2次元の「円」を、さらに1次元に写像すると「線」になる。

一方、
3次元の「立方体」を
2次元に写像すると「正方形」になるけど、
これをさらに1次元に写像すると・・・
 やっぱり「線」になる!

011_立方体と正方形

2次元の世界を見れば、
 「円」は元「球」だった、
 「正方形」は元「立方体」だった。
と、想像がつきそうだ。

でも、1次元の「線」と「線」を見比べても、
どちらが元「球」で、
どちらが元「立方体」だったかなんて、
 永遠に分からない・・・

つまり、1次元だと次元を落としすぎなんだな。

この「1次元」っていうのは、
言葉を変えると
 たったひとつの値、と言ってもいい。
 たった一種類の検査の結果、と言ってもいい。

ある人の個性や体の状態を知りたくて、
 「血圧」だけを測ってみるとしよう。
これはつまり、その人の個性や状態を、
 「血圧」というたったひとつの値で表しているのだ。
その人を、「1次元に写像した」と言ってもいいだろう。

では、全く同じ血圧だった人たちを、たくさん集めてみよう。
するとそこには、
 しんどい人も、元気な人もいるだろうし、
 持病のある人もいれば、特にない人もいるだろう。
 身長、体重、性別だって、さまざまだろう。

つまり、
「血圧」という1次元の単純すぎる世界に写像してしまうと、
情報が少くなりすぎていて、
 もともとどんな人だったのか?
を全く再現できないのだ。

だからと言って、情報を増やそうとして、
血圧に加えて、体温や血糖値も一緒に測ったとしても、
状況はたいして変わらない。

(※ 「血圧や体温を測ることには意味がない」と言いたいわけじゃない。
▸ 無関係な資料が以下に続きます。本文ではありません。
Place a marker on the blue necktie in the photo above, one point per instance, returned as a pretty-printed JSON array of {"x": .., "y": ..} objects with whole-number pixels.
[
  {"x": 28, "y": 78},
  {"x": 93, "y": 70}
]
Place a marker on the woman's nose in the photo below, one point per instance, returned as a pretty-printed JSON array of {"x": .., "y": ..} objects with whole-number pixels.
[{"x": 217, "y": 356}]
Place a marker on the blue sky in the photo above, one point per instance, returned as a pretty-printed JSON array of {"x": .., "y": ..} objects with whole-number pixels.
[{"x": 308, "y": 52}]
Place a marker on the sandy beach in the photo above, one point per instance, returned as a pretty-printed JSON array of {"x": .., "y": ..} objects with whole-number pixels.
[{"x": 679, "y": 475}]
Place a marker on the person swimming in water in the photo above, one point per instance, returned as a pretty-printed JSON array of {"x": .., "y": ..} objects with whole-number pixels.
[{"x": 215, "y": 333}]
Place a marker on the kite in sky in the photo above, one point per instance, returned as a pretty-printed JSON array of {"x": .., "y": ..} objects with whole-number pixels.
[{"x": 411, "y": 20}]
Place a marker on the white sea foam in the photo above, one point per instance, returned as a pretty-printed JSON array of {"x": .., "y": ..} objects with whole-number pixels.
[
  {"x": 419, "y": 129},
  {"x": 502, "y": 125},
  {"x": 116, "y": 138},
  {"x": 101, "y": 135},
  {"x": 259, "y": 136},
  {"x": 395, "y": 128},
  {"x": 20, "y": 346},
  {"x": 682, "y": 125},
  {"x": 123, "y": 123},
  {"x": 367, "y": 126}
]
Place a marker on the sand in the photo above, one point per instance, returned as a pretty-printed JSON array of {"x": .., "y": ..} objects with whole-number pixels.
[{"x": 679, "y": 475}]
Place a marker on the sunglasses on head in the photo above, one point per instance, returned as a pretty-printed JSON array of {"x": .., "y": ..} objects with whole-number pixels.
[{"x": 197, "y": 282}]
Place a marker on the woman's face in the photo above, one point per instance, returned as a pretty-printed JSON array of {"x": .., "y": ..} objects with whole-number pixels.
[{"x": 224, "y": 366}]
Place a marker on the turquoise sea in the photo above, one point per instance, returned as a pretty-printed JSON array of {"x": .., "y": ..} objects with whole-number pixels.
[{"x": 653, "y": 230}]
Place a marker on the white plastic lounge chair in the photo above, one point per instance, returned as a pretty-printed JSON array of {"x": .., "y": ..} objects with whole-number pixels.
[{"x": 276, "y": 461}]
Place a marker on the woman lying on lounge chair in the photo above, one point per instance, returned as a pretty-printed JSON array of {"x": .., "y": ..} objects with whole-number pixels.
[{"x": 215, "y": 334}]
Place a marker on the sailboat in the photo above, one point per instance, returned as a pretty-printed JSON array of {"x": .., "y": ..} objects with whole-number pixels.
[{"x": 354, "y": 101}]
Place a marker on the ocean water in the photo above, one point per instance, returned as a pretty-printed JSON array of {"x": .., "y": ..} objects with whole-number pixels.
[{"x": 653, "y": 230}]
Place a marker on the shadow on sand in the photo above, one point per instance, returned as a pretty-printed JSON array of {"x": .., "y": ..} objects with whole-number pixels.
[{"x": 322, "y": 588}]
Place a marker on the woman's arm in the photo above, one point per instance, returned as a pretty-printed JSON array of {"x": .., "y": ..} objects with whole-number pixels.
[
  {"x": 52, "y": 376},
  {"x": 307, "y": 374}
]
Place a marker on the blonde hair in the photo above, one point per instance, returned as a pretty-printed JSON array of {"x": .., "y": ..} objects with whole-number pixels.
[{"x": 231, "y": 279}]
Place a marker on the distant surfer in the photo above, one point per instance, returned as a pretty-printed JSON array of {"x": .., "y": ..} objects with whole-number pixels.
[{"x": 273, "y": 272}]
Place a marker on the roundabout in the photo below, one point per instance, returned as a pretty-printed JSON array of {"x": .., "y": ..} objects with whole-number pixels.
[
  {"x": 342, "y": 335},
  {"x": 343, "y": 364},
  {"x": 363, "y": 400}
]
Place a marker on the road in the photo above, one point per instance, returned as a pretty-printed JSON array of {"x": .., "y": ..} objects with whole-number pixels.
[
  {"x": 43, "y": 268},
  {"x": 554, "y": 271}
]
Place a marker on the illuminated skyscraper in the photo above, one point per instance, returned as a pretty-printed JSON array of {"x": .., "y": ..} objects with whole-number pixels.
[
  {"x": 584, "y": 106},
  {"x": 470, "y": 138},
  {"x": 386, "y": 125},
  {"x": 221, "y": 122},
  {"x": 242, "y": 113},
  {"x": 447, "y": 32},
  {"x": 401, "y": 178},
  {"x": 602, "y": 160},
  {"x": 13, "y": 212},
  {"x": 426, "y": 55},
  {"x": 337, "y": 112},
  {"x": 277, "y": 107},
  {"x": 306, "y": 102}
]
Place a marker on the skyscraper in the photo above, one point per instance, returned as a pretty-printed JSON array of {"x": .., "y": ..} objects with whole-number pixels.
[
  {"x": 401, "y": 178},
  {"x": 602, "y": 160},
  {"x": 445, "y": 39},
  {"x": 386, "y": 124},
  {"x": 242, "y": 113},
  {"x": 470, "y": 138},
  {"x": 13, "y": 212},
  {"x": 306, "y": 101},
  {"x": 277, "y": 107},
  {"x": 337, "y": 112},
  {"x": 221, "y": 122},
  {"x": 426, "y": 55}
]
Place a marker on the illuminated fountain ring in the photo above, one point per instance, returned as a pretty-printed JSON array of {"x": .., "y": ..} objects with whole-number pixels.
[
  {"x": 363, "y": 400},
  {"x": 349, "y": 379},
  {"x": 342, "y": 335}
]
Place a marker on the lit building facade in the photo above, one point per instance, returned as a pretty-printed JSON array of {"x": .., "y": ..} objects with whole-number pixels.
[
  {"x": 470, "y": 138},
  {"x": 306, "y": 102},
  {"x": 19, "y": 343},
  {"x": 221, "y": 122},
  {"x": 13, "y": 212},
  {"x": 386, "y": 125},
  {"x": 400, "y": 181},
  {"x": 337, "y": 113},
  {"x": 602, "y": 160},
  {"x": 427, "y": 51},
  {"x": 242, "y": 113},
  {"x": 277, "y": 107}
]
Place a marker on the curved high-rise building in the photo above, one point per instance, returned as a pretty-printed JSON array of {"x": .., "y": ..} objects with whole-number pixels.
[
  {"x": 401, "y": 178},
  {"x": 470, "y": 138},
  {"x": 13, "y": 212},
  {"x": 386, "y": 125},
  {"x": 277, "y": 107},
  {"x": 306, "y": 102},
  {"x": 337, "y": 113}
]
子供の元気がないことに気付いて、体温を測ってみる、ということには意味がある。ただ、ここでは生物学の次のブレイクスルーがどの辺りにありそうか、考えてみたいだけなんだ。)

つまり、
 1個や数個のパラメータに、
 ある人の個性や状態が写像されている、
と考えてみても、
その人の全体をまるっと眺めるには、
情報量がまるで足りないんだ。

だから、
 「もうちょっと複雑な何か」
に写像しないといけない。

しかし、その「何か」は、
 まるっと全体を眺められる程度には小さい何か
でないと、いけない。

もう一度、この絵を見てほしい。

012_球と円再度

今の測定方法は、
 人体を 1次元 に写像しちゃってる
と僕は思っている。

僕が夢見るのは、
 人体の状態を
 元の状態が復元できる程度には複雑な何か
 に、写像すること。

つまり、球を円に写像するように。

こう考えていくと、その「何か」は、
 細胞しかないだろう!
と、僕は思ってしまう。

繰り返し、いろんな角度から考えたけど、
これしかないと、僕は思うんだ。

「どう写像するか?」は、ともかくとして。